Gen X and Y Investors Savings More, But Boomers Strapped

Investors under the age of 46 (“Gen X/Y”) have become more optimistic about investing, but those ages 46 to 64 (“Boomers”) are holding back, according to the latest MFS Investing Sentiment Survey.

More than 40% of  Gen X/Y investors with $100,000 in investable assets reported they increased the amount they contributed to retirement plans in the last 12 months and more than half saved more outside their 401(k) or IRAs. Also, more than half say that they should invest overseas.

However, the group showed some confusion: they are holding 30% of their portfolios in cash, even though 71% report that inflation is a major concern. Many realize they need help:  45% say they re overwhelmed by the investment choices available to them, and 42% say their need for financial advice has increased in the past year. 

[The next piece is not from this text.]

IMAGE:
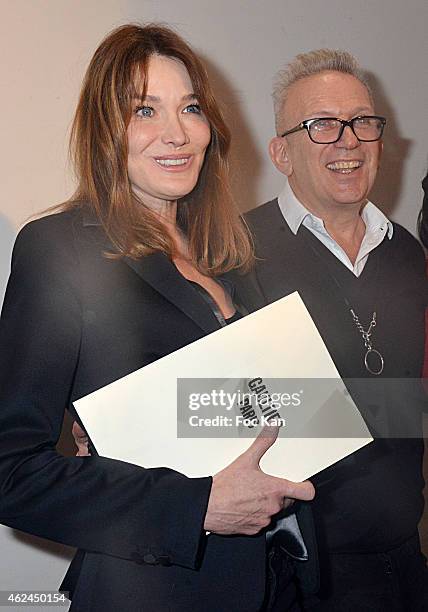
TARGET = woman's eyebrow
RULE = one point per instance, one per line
(149, 98)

"We can see that Gen X/Y have accumulated significant assets, are willing to invest those assets, and have an increasing need for advice. However, their behavior and sentiment suggests that their needs are not being fully met by financial advisors,” said William Finnegan, senior managing director of retail marketing for MFS.

Half of the Boomers surveyed said they had lowered their expectations for life in retirement. While 30% said they were willing to take less risk in their investments than before, 59% of non-retired Boomers agreed with the statement, "I'm more concerned than ever about being able to retire when I thought I would."

"Boomers appear to be in a bind, knowing they need to save more for a retirement that is not far off, but they have a protective mindset driving their investing approach," Finnegan concluded.

Research Collaborative, an independent research firm, conducted the survey of nearly 600 investors in mid-February on behalf of MFS, a mutual fund provider.